Los mejores conductores son los que se lo creen, los que se lo tienen creído. No fallan nunca, adelantan en el momento preciso, el ámbar brilla en sus ojos con el color del verde succionado por el semáforo, las líneas de la calzada son elementos decorativos y todos son lentos. Unos cracks. Y el resto de los conductores mortales les dejamos pasar ante sus acometidas, les vemos pasar cuando el semáforo recomienda lo contrario, calibramos también el espacio que quieren entre las líneas imaginarias que han borrado de su cerebro y contenemos la respiración en el rebufo tras su velocidad, tras su ejercicio decidido de aceleración, imposible de acometer la maniobra sin la permisividad del resto.

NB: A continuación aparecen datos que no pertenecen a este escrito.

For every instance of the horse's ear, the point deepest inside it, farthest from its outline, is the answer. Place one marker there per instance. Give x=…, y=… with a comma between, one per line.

Estos pilotos están ya por todas partes, aparecen en cualquier lugar, derrapan sobre cualquier suelo. Por ejemplo, adelantan a todos y afirman que “estamos en una dictadura”, han borrado las líneas de la normal circulación y defienden que “con Franco se vivía mejor” y van rápido cuando aseguran “tenemos menos derechos que nunca” . Unos bestias. Y el resto de conductores les toleramos porque aplicamos las normas que ellos no cumplen y respetamos que opinen cuando sus opiniones no merecen respeto. Después de tantos años para comprender que esto funciona si sólo hay sitio para todos, los nuevos locos montados en sus viejos cacharros –la mentira, el clasismo, la desinformación, la manipulación, el miedo– llegan dispuestos a sacarnos de la carretera. No somos rivales para ellos porque sabemos cómo se circula. Ellos van demasiado rápido, demasiado sueltos, ganadores siempre de la carrera, convencidos de que así se conduce.
Pasa majo. Pero no te pases, que vas a derrapar.